Underlying the narrative are dominant themes of variance, conceptualized as an information measure, and description of data analysis as consisting of formal methods for extraction of meaning from data matrices. Throughout this text, the smallest possible examples are used to illustrate the statistical techniques that, in practice, would be applied to much larger data sets. Thus, the computational tedium that typically accompanies analysis of large data sets does not detract from learning the relevant principles involved. The importance of structural analysis and adequate interpretation of the information content is emphasized, as is the importance of integrating quantitative methodology with sound theoretical conceptualization. Special care has been taken to introduce relatively difficult material in a series of logically interlocking steps, complemented by concise description of computational algorithms the general linear model consists of.

Epistemological principles implicit to most of the statistical inquiry are discussed at several strategic points in the text. The point stressed is that statistics can be well conceptualized as a relatively new branch of epistemology. Accordingly, the statistical significance is not given the pivotal role it enjoys in many other texts on this subject. Instead, the accent is on the structural properties of statistical solutions and their visual representations.

The conceptual differences of the text from the orthodoxy are subtle, but substantial. The traditional concepts of statistics such as that the key question of statistical analysis is whether the data analyzed contain statistically significant differences and if they do, the analysis has reached its goal, are repeatedly challenged. The viewpoint stressed is that mere detection of nonrandom components or differences (at the .05 or the .01 level of statistical significance) is no longer a sole and sufficient goal of statistical analysis. The nonrandom components should be not only recognized but also extracted and enhanced. Their magnitudes should be ascertained and their structures should be described. Let me propose an analogy that might make the above suppositions more clear.

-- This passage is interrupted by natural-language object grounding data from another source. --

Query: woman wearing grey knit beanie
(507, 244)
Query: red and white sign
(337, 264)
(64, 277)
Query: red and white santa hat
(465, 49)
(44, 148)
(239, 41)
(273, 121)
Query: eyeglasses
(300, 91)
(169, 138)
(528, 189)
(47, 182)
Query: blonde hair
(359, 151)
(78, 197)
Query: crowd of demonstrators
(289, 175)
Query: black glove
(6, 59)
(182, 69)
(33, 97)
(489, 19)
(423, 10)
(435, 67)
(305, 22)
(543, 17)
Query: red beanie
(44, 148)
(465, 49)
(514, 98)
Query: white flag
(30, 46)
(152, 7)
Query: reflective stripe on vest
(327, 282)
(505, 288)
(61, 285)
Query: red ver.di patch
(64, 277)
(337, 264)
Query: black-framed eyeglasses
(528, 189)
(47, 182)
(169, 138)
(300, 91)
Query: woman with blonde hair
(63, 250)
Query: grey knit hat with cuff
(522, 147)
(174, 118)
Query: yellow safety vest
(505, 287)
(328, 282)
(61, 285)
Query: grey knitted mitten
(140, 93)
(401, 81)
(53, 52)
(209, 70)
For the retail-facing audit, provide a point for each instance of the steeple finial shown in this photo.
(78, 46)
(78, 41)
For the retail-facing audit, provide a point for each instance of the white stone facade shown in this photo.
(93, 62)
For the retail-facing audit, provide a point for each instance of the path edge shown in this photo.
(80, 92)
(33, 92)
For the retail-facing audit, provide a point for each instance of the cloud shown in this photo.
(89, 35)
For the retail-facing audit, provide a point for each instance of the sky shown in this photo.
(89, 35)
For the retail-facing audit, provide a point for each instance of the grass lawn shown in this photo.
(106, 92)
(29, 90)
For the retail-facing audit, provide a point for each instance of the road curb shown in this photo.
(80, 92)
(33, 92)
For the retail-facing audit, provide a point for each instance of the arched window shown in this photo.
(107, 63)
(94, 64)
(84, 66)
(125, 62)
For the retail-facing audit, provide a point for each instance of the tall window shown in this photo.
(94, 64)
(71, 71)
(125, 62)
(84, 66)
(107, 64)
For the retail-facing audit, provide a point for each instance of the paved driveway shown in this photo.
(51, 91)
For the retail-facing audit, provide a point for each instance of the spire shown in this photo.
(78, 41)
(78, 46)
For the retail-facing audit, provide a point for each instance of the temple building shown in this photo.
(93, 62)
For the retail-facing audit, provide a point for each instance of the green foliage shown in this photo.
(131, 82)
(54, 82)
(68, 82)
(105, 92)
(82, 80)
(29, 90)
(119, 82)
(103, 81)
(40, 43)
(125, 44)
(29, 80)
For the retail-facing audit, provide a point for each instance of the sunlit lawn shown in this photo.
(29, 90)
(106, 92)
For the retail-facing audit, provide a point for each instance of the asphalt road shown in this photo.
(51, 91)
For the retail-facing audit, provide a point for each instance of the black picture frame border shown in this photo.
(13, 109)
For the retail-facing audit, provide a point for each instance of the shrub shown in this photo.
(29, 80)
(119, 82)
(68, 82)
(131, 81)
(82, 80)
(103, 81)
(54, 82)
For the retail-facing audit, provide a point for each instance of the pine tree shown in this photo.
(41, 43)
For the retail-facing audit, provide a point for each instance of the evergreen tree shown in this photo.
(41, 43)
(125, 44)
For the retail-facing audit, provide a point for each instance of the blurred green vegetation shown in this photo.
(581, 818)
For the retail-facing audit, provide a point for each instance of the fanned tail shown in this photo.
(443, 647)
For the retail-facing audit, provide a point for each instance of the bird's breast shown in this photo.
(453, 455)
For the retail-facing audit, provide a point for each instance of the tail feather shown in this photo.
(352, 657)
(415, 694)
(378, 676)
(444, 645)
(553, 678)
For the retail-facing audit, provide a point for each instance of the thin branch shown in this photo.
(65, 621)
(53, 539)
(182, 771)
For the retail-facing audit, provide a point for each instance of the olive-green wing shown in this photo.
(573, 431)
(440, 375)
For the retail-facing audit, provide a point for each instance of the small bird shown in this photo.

Remember the rather murky pictures of the surface of Venus in the early years of space explorations? Compare those with the computer-enhanced pictures of the Venus' surface obtained later. Transmission of information from Venus contains not only a ‘statistically significant' amount of information, but also noise. One might follow the approach of the Fisher's school and propose a null hypothesis that there are no stones on the surface of Venus, reject it at the .0001 level of significance, and still see very little surface detail. It was not testing of null hypotheses, but enhancement of information components by filtering out noise that lead to crystal clear transmission of images from that planet, shrouded in clouds.

Another characteristics of this book is the avoidance of the 'sums of squares', 'mean square' terminology and associated computational techniques, typical of Fisher's conceptualization of statistics. Textbooks adapting Fisher's approach from the very beginning, including the use of degrees of freedom in lieu of n even within contexts that do not require deployment of this construct, extract heavy penalties from students by forcing them to embrace a convoluted notational system and obtuse concepts and algorithms. As commented by William Press (at the Harvard-Smithsonian Center for Astrophysics), Saul Teukolsky (at the Department of Physics, Cornell University), William Vetterling (at the Polaroid Corporation), and Brian Flannery (at the EXXON Research and Engineering Company), that 'if the difference between n and n-1 ever matters to you, then you are probably up to no good anyway - e.g., trying to substantiate a questionable hypothesis with marginal data.'

This textbook departs significantly from standard introductory statistics texts on several other points, stressing the graphical rendering of data structures that make statistics 'visible' and intuitively plausible. The present text is not only a textbook, but also a polemic with the Fisher's tradition in statistics, an attempt to reaffirm the Pearson's legacy, and a programmatic statement of some key aspects of the modern, computer assisted statistical theory and practice. However, the main motivation behind this re-conceptualization of statistics is to make statistics more open to attempts to humanize it.